Eu, por exemplo, já fiz relaxamento no cabelo. AmaciHair. Já fiz escova e chapinha – morrendo de medo daquilo me queimar. E não adiantava muito. Quando assumi o lado “rebelde” da cabeleira, sabem o que eu ouvia – e ainda ouço bem de vez em quando – na rua? Alguém me chamando de Bob Marley. Não vejo nenhum problema nisso, mas ficava na dúvida: o que um dreadlock tem a ver com meu cabelo cacheado e black? É pelo fato de eu estar assumindo a minha afrodescendência? Ou é pelo fato de “estar’ diferente de um grupo majoritariamente chapinhado?

Se falar de mudanças capilares já origina um texto enorme, imagine de corpo e rosto? 

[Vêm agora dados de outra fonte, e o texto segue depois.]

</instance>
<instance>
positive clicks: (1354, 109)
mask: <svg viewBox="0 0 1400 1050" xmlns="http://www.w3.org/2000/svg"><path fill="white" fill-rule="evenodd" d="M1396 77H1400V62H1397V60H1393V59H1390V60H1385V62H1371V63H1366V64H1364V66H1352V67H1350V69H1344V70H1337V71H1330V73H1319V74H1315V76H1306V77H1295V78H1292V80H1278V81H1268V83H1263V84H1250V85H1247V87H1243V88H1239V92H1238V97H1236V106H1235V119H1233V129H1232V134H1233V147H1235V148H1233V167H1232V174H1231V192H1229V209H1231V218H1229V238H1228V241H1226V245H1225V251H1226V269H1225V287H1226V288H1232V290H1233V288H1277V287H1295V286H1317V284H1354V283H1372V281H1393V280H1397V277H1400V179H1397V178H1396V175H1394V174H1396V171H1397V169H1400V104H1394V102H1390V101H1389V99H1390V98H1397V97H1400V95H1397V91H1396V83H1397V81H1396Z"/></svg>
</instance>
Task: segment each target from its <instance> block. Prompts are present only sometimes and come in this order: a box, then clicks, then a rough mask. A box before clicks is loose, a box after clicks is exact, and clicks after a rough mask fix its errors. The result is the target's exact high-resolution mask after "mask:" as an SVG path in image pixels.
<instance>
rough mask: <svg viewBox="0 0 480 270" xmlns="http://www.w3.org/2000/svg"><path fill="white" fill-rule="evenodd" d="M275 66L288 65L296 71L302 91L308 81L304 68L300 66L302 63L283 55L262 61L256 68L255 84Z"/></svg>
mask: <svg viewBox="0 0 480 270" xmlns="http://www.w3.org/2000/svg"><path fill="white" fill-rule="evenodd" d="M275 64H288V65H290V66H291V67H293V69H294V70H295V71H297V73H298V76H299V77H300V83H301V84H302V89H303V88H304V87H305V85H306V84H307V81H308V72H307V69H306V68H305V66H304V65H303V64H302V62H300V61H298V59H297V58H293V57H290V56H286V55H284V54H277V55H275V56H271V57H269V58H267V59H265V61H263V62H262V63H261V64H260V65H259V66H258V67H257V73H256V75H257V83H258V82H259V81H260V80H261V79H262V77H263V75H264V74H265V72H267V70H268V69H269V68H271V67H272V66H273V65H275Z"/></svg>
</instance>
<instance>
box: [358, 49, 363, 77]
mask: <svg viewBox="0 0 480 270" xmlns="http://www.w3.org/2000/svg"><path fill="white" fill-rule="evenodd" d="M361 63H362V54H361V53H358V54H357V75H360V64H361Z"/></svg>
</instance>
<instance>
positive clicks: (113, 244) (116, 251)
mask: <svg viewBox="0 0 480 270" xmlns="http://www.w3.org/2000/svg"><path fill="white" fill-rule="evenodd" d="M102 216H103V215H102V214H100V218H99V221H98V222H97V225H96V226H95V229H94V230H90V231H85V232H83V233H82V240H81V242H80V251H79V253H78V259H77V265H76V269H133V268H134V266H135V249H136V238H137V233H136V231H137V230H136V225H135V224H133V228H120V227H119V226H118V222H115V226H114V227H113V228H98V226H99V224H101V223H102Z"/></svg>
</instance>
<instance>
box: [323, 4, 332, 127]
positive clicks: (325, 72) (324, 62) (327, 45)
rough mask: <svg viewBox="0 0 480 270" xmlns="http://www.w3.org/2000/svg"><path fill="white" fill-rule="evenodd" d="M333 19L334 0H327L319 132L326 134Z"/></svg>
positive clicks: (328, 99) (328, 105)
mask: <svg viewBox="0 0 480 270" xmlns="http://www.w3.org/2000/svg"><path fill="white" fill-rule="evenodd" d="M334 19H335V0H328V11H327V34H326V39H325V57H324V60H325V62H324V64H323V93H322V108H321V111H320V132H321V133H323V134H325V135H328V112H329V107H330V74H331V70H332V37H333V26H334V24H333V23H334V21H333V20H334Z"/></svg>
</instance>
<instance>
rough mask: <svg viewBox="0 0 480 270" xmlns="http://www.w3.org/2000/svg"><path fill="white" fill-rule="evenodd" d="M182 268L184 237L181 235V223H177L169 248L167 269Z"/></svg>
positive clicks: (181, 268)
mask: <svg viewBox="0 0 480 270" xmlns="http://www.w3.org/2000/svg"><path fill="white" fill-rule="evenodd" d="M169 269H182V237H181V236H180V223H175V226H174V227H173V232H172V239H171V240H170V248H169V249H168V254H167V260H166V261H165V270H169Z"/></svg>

Sim, eu uso maquiagem. Sim, adoro maquiagem. Sim, eu me divirto com maquiagem. Mas não sou escrava dela. Quantas e quantas vezes saí de casa sem nada na cara? Quantas e quantas vezes não escondi espinhas que ainda teimam em se apoderar das áreas do meu rosto? Quantas e quantas vezes só fui perceber que precisava fazer a sobrancelha ou o bigode quando me olhava no espelho do trabalho ou da casa de amigos? 

E quando pensamos nas meninas-crianças que já pedem uma cirurgia plástica de presente de aniversário? E aqueles realities de “pequenas misses”???? PELO AMOR!!!!

Eu sou do time que usa maquiagem pra se divertir, pra ver uma transformação instantânea e depois voltar ao normal antes de dormir. Sou do time que acredita que se sentir bem consigo mesma vale mais que passar o batom da moda ou comprar um primer que custa quase R$ 200. 

Então, acho muito simpático e divertido muitas meninas que usam make quase que todo dia assumirem a sua naturalidade. As suas olheiras, espinhas, ruguinhas, caras cansadas. Pra todo mundo perceber que não somos e nem devemos ser perfeitas e/ou nos enquadrarmos em um padrão de capa de revista que só o Photoshop pode produzir. 

O que me deixa intrigada é ver algumas meninas reclamando sobre esta ação. Não digo que todas têm que concordar. Mas, na maioria das vezes, elas veem apenas a “modinha” das fotos sem maquiagem e não se interessam em descobrir o que está por trás.

A revista Glamour, inclusive, fez um ensaio com famosas sem reboco na cara, assumindo suas “fraquezas”, por assim dizer. E sem neuroses.

Seria o #StopTheBeautyMadness o novo #IceBucketChallenge? Talvez, porque divulga uma campanha de alcance mundial, desperta interesse, reflexões. 

Quantas e quantas vezes a gente viu fotos de “look do dia”, de comida e selfies com mensagens motivacionais? E quando é um viral com uma mensagem realmente positiva e edificante acontece um mar de críticas? Dos caras fazendo piadinha sobre isso, dizendo que “deveriam esperar o Dia das Bruxas” pra postar as imagens, sinto muito mas não perderei meu tempo com isso. Alguém poderia me explicar, porque ainda não consegui entender!

Eu apoio a campanha #StopTheBeautyMadness. Para saber mais sobre o projeto e espalhá-lo, clique aqui

[Para deixar claro: este é um comentário pessoal. Não estou sendo paga para falar sobre a campanha.]